My colleague Sneha earned half my salary. But she had the down payment for a flat in five years. I had nothing. The difference was — she saved first every month, then spent. I spent first, thinking the rest would be saved. That 'rest' never got saved.

Rule number one I learned — 'Pay yourself first.' As soon as the salary arrives, 20% goes automatically to savings or investment. Live on the rest. The first month this seemed impossible. But after three months the body adjusted. Today this is my most important financial habit.

Save first, spend later — this small thing changes everything
Save first, spend later — this small thing changes everything

Emergency Fund — The Safety Net Every Indian Needs

In 2023 my job suddenly went. It was a startup, funding didn't come through, there were layoffs. At that time I had two months of emergency fund. In those two months I found the next job without panicking. If that fund had not been there, I might have desperately accepted any job.

Emergency fund means — money for six months of expenses. In liquid form — FD or savings account. Not in the stock market. This money is never to be invested. It is just to be kept — for the day you don't expect to come, but comes anyway.

Ankita Sharma, author

"Financial freedom doesn't mean being rich. Financial freedom means — when something unexpected happens in life, you have options. Options are true freedom."

Mutual Funds — The Simple Secret Everyone Knows But Nobody Starts

My father invested in LIC policies. My uncle kept FDs. I asked a financial advisor — what should I do? He said — start an SIP. With five hundred rupees. In a Nifty 50 index fund. That's all.

It has been five years since that five-hundred-rupee SIP. Now it is a thousand. Then it became two thousand. Every year I increased it a little. The magic of compounding is — money makes money. But this only happens when you start. Not timing, but consistency matters.

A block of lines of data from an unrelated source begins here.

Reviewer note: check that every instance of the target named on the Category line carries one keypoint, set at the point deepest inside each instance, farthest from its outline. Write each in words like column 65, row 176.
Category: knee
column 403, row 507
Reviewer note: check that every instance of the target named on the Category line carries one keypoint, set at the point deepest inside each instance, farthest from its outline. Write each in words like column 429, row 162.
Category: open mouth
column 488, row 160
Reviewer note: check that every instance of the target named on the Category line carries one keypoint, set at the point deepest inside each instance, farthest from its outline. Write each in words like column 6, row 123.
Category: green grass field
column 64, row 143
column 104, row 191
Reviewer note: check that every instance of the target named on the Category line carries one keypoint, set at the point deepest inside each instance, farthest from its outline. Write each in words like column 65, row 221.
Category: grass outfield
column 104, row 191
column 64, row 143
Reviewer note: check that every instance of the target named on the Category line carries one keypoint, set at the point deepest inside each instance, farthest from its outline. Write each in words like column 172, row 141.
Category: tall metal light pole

The power of compounding — the earlier you start, the more you gain
The power of compounding — the earlier you start, the more you gain

Indian Parents and Property — An Honest Conversation

In our culture property is considered investment. My mother says — 'Child, buy a home, don't throw money in rent.' This is sentimental advice, not purely financial. A house you are living in is not an asset — it is a liability. EMI, maintenance, property tax, society charges.

I am not saying don't buy a home. Buy it — but when you have a 20-30 percent down payment, when the EMI is not more than 30 percent of your income, and when you have an emergency fund. Don't buy a home under pressure, taking loan upon loan. That is a trap.

In Your 30s — A 10-Year Plan

If you are 30 right now — you have 10 years until 40. If you start a ten-thousand-rupee monthly SIP now, with an average 12 percent return — after 10 years you will have roughly 23 lakh rupees. Fifteen lakh invested, eight lakh from compounding. This is a conservative estimate.

Financial freedom doesn't come at 30. But decisions made at 30 give freedom at 50. The seed you plant now will become a tree in 20 years. The best time to start was 10 years ago. The second best time — is today.

Ankita Sharma

"My mother still doesn't know what a mutual fund is. My daughter will definitely know — because I will teach her. This is the cycle that needs to be broken."